El Mercurio, 29/08/2010
Opinión

Telefonazo presidencial

Harald Beyer.

Muchos nos alegramos al conocer la noticia de que la central Barrancones no se construirá en el lugar originalmente elegido. Es muy posible que haya lugares más apropiados sin que ello modifique de forma importante los costos del proyecto. En otros países son habituales los cambios en la ubicación de plantas como ésta. Sin embargo, la experiencia vivida deja un sabor muy amargo. El cambio va a ocurrir como consecuencia de una intervención presidencial directa que se salta la institucionalidad vigente. ¡Mala cosa! Siempre se puede argumentar que los países no pueden renunciar en última instancia al juicio presidencial, más todavía en un país como el nuestro, donde quien ocupa La Moneda es elegido con la mayoría absoluta de los ciudadanos y, por lo tanto, goza de una elevada legitimidad para representarlos.

Pero los países construyen instituciones y reglas para resolver estos asuntos. Ellas son el resultado de procesos de deliberación que involucran no sólo a los presidentes y a sus equipos sino que también al Congreso. Nuestra institucionalidad ambiental tiene esas características. Ello obviamente no lo hace perfecta, aunque en evaluaciones internacionales ha salido bien parada. La necesidad de apegarse a ella es indispensable. Es, además, la forma más apropiada de resolver entre distintos intereses que son especialmente evidentes en los proyectos ambientales. Todos ellos muy legítimos, pero no por eso deben primar en situaciones específicas. Esto es importante de comprender.

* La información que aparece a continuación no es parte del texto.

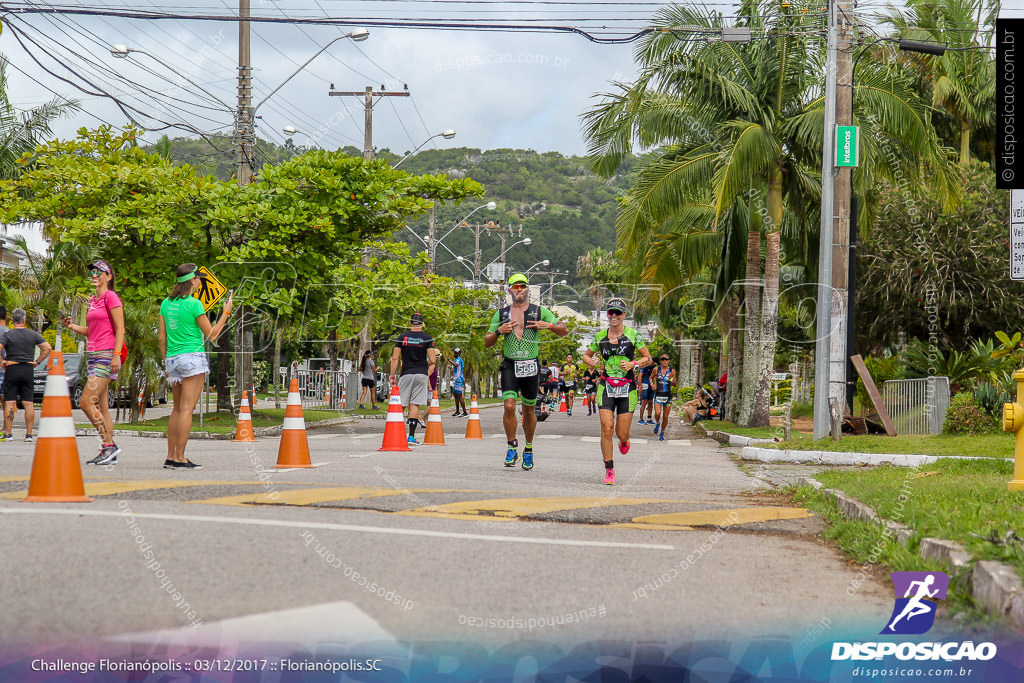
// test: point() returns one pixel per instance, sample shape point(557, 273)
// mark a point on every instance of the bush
point(967, 417)
point(991, 398)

En las sociedades democráticas más desarrolladas, la sociedad civil adquiere más fuerza y, aunque es muy bueno que ello ocurra, no se pueda olvidar que esas organizaciones suelen promover intereses particulares. También, es obvio, lo son los de las empresas. En algún punto ambos se cruzan con los del país. Dilucidar esto es el papel de la institucionalidad ambiental. Ahora bien, los intereses de la sociedad civil son, habitualmente, muy específicos y suelen revestirse de una carga moral elevada. Son, además, siempre presentados como superiores a los demás y, por tanto, se pretende que ellos primen sobre otros. Más aún como estas organizaciones -formales o informales, conducidas o espontáneas- suelen articularse sólo para los fines de promover estos intereses, ellos tienen, para sus miembros, un valor inconmensurable y, por tanto, no son comparables con otros. Todo ello está muy bien y es esperable que ocurra, pero esa realidad no libera a la comunidad toda de sopesar todos los intereses e intentar resolver las tensiones que pueden existir entre ellos de un modo razonable.

Además, no se puede olvidar que no todos los intereses tienen la misma capacidad de expresión. Incluso en las sociedades con fuertes espacios de participación ciudadana en las decisiones públicas hay conciencia de que ella es asimétrica y, por tanto, existe una institucionalidad que intenta resolver a través de procedimientos formales aquellos proyectos donde hay que equilibrar razonablemente desarrollo económico con cuidado del medio ambiente. Pero si el país empieza a resolver sus asuntos fuera de ese ámbito, la toma de decisiones públicas se vuelve enteramente discrecional y particular, práctica muy alejada del ideal republicano. Al proceder así existe el riesgo de cruzar al campo del populismo. Esa es una tentación que se puede evitar cuando las autoridades de gobierno se someten a las reglas e instituciones definidas por el proceso democrático. Hay algo en este telefonazo que recuerda las actuaciones de Álvaro Uribe, el ex Presidente colombiano, un modelo inconveniente de imitar.